Oggi, tuttavia, quella del Sant Andreu è diventata una delle storie più affascinanti del calcio spagnolo. Anche perché è un club di quartiere che vive un’esplosione di popolarità, che rappresenta tutto ciò che il calcio moderno fatica anche solo a evocare. In un’era di proprietari miliardari, biglietti a 150 euro e stadi riempiti di turisti, il Sant Andreu appare quasi radicale nella sua semplicità. Rappresenta il calcio spogliato e riportato alle sue radici: un’identità forte, un tifo trasversale e una rara intimità tra giocatori e pubblico. Anche la sua ascesa sul campo è una storia che va raccontats: dopo aver vinto il campionato in questa stagione, il club si è assicurato la sua seconda promozione in quattro anni e competerà nella terza divisione spagnola.
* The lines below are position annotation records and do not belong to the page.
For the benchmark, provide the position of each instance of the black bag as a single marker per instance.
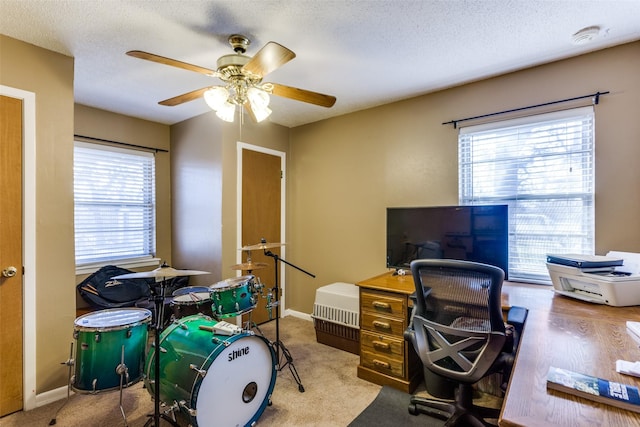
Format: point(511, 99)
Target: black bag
point(101, 291)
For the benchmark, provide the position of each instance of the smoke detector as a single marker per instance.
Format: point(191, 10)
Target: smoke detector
point(585, 35)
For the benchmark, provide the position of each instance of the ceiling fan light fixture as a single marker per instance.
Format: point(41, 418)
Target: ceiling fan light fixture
point(261, 113)
point(258, 98)
point(226, 112)
point(216, 97)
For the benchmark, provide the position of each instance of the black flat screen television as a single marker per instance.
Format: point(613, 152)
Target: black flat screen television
point(474, 233)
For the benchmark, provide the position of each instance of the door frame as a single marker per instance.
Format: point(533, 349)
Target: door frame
point(283, 198)
point(28, 241)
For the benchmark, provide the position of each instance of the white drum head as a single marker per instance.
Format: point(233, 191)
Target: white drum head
point(111, 318)
point(192, 297)
point(236, 384)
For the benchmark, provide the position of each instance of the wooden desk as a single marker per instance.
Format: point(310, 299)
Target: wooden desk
point(385, 357)
point(571, 334)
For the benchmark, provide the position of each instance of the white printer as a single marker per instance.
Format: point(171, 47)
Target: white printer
point(613, 279)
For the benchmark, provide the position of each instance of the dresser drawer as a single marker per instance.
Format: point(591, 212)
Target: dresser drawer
point(382, 324)
point(383, 303)
point(383, 364)
point(383, 345)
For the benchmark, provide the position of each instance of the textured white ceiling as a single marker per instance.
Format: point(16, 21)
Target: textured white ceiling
point(364, 52)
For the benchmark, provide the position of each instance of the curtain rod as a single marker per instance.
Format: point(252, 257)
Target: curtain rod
point(596, 100)
point(121, 143)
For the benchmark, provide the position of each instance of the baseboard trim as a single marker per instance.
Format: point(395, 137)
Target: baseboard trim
point(52, 396)
point(298, 314)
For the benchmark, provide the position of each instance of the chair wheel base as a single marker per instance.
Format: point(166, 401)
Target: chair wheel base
point(413, 409)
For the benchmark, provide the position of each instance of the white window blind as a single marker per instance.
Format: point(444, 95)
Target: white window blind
point(114, 193)
point(542, 168)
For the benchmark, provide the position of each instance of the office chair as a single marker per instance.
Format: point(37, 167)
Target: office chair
point(458, 331)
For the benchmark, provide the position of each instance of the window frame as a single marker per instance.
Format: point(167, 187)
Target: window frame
point(141, 260)
point(521, 220)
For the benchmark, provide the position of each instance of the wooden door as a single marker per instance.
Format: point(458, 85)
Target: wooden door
point(261, 216)
point(11, 341)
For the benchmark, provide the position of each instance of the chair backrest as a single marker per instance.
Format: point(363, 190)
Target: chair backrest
point(457, 319)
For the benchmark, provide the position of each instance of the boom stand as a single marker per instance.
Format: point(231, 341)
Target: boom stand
point(278, 344)
point(159, 307)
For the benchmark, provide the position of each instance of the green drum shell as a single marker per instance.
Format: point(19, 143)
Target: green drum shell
point(186, 348)
point(99, 349)
point(233, 297)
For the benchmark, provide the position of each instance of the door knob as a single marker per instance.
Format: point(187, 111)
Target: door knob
point(9, 272)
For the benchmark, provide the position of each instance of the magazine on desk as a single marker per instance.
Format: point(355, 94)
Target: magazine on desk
point(623, 396)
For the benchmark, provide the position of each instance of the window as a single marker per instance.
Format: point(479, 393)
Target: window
point(542, 167)
point(114, 193)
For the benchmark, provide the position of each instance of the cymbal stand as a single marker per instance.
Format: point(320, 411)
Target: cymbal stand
point(69, 362)
point(158, 300)
point(279, 345)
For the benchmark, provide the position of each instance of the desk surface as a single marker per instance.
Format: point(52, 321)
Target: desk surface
point(571, 334)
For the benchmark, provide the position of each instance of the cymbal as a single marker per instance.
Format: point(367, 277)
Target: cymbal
point(250, 266)
point(263, 245)
point(161, 272)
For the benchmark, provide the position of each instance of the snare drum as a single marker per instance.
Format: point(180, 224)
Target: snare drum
point(233, 297)
point(191, 300)
point(102, 338)
point(215, 380)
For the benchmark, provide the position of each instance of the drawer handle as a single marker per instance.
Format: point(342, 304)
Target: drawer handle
point(381, 345)
point(381, 325)
point(381, 305)
point(381, 364)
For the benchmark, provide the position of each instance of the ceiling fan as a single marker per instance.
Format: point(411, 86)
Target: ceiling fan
point(241, 76)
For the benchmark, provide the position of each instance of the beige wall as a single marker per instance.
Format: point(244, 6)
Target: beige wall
point(204, 165)
point(345, 171)
point(50, 76)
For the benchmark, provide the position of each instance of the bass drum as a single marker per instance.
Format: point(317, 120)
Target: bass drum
point(214, 380)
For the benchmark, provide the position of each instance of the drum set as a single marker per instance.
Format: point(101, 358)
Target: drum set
point(202, 370)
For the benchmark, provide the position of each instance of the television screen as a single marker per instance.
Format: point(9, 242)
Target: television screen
point(474, 233)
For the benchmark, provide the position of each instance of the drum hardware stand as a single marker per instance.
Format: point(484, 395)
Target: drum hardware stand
point(158, 300)
point(279, 345)
point(69, 362)
point(123, 371)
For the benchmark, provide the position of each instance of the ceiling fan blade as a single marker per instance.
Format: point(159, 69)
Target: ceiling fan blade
point(174, 63)
point(303, 95)
point(185, 97)
point(270, 57)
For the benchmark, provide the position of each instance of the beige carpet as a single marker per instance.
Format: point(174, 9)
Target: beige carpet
point(333, 395)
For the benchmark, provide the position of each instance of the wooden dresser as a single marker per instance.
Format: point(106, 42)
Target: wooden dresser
point(385, 309)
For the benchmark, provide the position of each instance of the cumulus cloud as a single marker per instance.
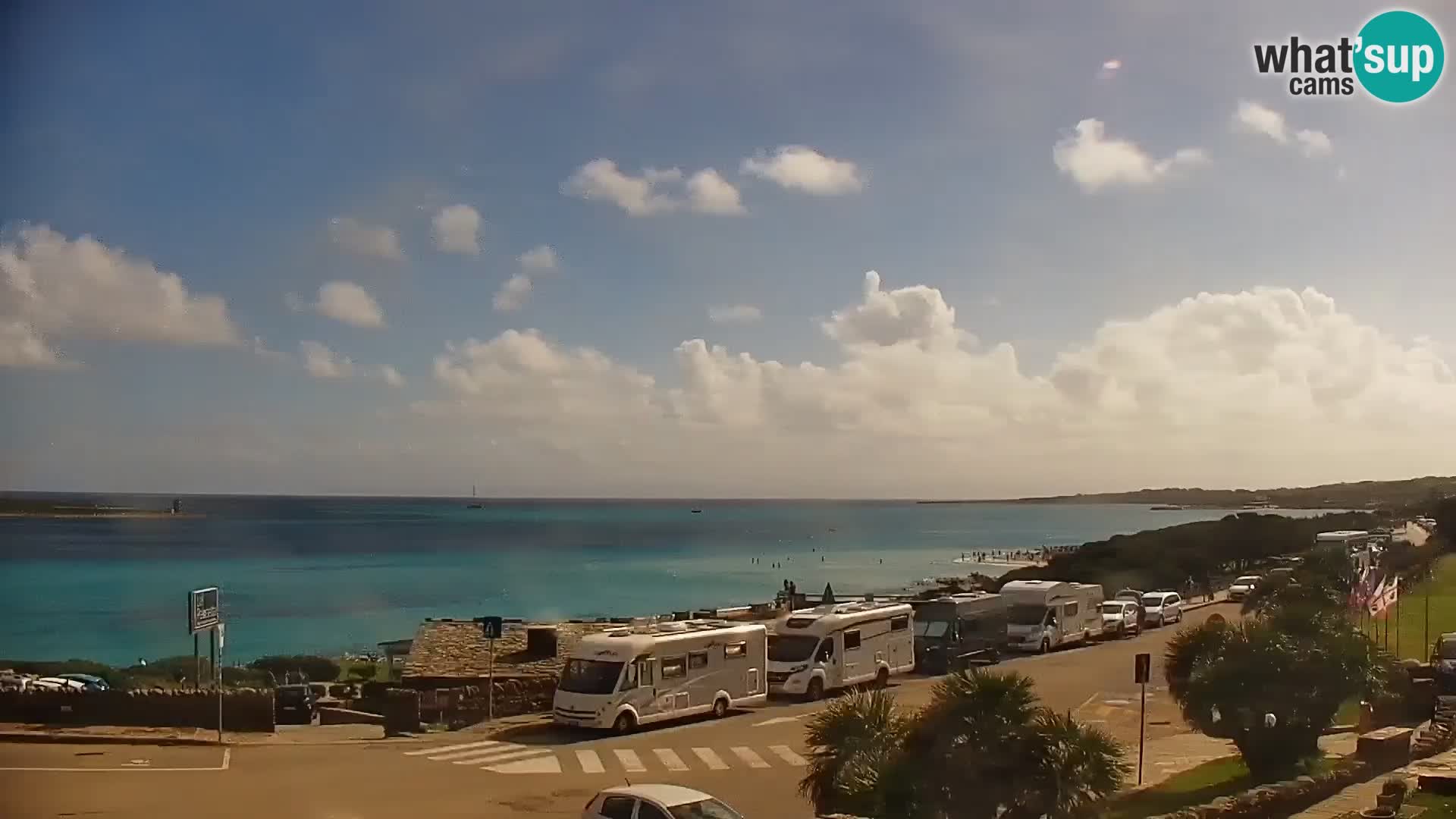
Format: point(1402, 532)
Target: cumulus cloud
point(1097, 162)
point(1264, 385)
point(58, 287)
point(1256, 118)
point(804, 169)
point(456, 229)
point(734, 314)
point(324, 363)
point(541, 259)
point(513, 295)
point(348, 303)
point(654, 191)
point(710, 193)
Ma non è sempre stato tutto così roseo. Fondato nel 1909, il club è emerso dal Sant Andreu de Palomar, un tempo cittadina a sé stante prima di essere assorbita dall’espansione urbana di Barcellona. Oggi, il quartiere conserva un’identità chiara, ben definita, più simile a quella di un paese che alla costola di una metropoli. Quel legame territoriale è diventato il motore del club: per decenni, infatti, il Sant Andreu ha oscillato tra modesti successi e ripidissimi cali, alternando periodi nella seconda serie spagnola a cadute vertiginose fino a sfiorare il calcio dilettantistico, stretto nella morsa delle difficoltà finanziarie. A cavallo tra il Novecento e il Duemila, le presenze sugli spalti si erano ridotte ad appena qualche centinaio di persone. Come molti storici club delle serie minori in tutta Europa, il Sant Andreu sembrava condannato all’irrilevanza.

Poi è arrivata la stagione 2022/23. Un acceso derby contro i rivali cittadini del CE Europa ha catturato un’inaspettata attenzione mediatica, anche perché entrambi i club in lotta per la promozione. Alla fine il Sant Andreu è salito di categoria dopo un caotico playoff contro il Salamanca, nel match più lungo che si sia mai giocato nel calcio spagnolo. L’effetto è stato immediato: i tesserati, che all’inizio di quella stagione erano mille, sono quasi triplicati nel giro di un anno e oggi sfiorano quota 5.500 – il dato più alto registrato dal club da oltre mezzo secolo. Famiglie e bambini sono tornati allo stadio, mentre i giovani hanno scoperto la squadra tramite il passaparola e i social media, portando alla formazione di nuovi gruppi di tifosi. Il Narcís Sala ha ricominciato a registrare il tutto esaurito.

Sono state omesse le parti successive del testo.